Dear diary,
Over the years, I have often heard an expression regarding the Karma Bus, but up until this week, was not sure of its existence. Don’t get me wrong, I have seen plenty of buses, but they’re usually headed to exotic sounding places like Frog-In-A-Marsh and full of octogenarians eating Worthers Originals and discussing the days before t’internet.
This week however, I saw this majestic vehicle in full action – action which saw it not just come around (as per the expression) but fling mother beneath its wheels and run over her at 20mph. For on Saturday mother betrayed me.
AND RODE ANOTHER.
Anecdotally some lanky ginger pillock with no idea of where his feet were, but that’s beside the point.
SHE RODE ANOTHER.
Now apparently all this came about because mini-mother wanted to ride more with mother, maybe doing some jumping and such like and I am deemed too old/broken/dangerous/talented* for this to happen (*please delete as appropriate – and trust me, all but the talented bit is inappropriate).
As a result, mother had the brain wave (and here is where it all started to go wrong, because frankly she wasn’t qualified) of taking Barbie Boy in the trailer to the local riding school where mother could borrow one of their trusty and more athletic/younger models and thus achieve the aim without the risks that she unfairly associates with me. Can you hear said Karma bus revving?
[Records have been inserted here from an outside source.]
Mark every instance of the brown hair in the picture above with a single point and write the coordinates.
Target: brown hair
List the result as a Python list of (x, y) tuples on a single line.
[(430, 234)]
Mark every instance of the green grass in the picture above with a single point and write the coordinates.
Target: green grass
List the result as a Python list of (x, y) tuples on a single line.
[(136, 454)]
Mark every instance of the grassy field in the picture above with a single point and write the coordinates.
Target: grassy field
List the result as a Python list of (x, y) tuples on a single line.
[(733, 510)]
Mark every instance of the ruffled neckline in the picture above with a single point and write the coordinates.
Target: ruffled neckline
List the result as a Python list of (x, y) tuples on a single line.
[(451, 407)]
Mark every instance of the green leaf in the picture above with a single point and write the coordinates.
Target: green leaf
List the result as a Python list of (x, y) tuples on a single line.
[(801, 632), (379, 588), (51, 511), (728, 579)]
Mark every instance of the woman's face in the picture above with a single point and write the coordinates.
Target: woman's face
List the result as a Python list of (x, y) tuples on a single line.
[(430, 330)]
Anyways, that’s what they did and hitherto mother was paired with Lanky Ginger Twit (LGT).
Apparently, all was going reasonably ok until a canter was requested and LGT fell to his knees crying for salvation (or forgot where his feet were) and sent mother flying through the air like a human sling shot, face first into the ground. Now to be fair it had to be at a fair force as she shattered her riding hat, and well, her face. Not that she knew that at the time because, being mother and possessing an IQ only truly rivalled by garden tools, she picked herself up off the floor, drove Barbie Boy home in the trailer, turned him out, went home and made mini-mother some lunch and then realised that her head was very swollen and for once that wasn’t a figurative observation about her ego…
By the time she had convinced minor injuries that she didn’t need to go to A&E and yes, the horse she fell off was indeed under the fall from height threshold they had stipulated (which if they’d bothered to actually look would have made it a Shetland and a stunted one at that) her face was resembling a map of somewhere you really wouldn’t want to go. The net result of the 20 billioneth X-ray she has had on her broken corpse revealed a fractured nose and more bruises than typically seen at a Turkish “spa”, where miraculously teeth and noses come back totally different from before…
I can’t say that I am not a fan of the Karma bus, but to be fair, I didn’t expect her to go under it and it reverse over her twice. Even I feel sorry for her and that’s saying something. In all the years I have owned her, I have never damaged her this badly and as a result, I do feel me and this LGT need some serious words. After all, she’s my mother and if anyone is going to deck her it’s me…
As she is now out of action, at least until her head swelling goes down sufficiently for her to buy a new hat, the NCBL (new crazy boss lady) has carried on working me. Although to be fair, I got utterly confused the other day as she was lungeing Sooty in the school and so attuned was I to following her orders that I lunged myself in perfect harmony in the field – much to her amusement.
Yesterday we went out for another hack, but thankfully this time she brought along a wingperson/sacrifice to the gods in the shape of one of the mares from the yard – Mollie. This put me in a stunningly good mood; lovely day, lovely weather, nice hack, girl company and more than one option to throw to the tractors of terror, lest we see one. What’s there not to like?
After also seeing Cool New Shoes Man this week for some new dancing shoes, it’s fair to say I’m living my best life while the mothership is resembling a rotting roadkill raccoon. I am slightly perturbed (as is her human other half) that either of us take the blame for this rather barbaric facial reconstruction, so I’m after a copy of that album Hot Snot by Saggy and a very big badge that says “Wasn’t me” – can anyone help?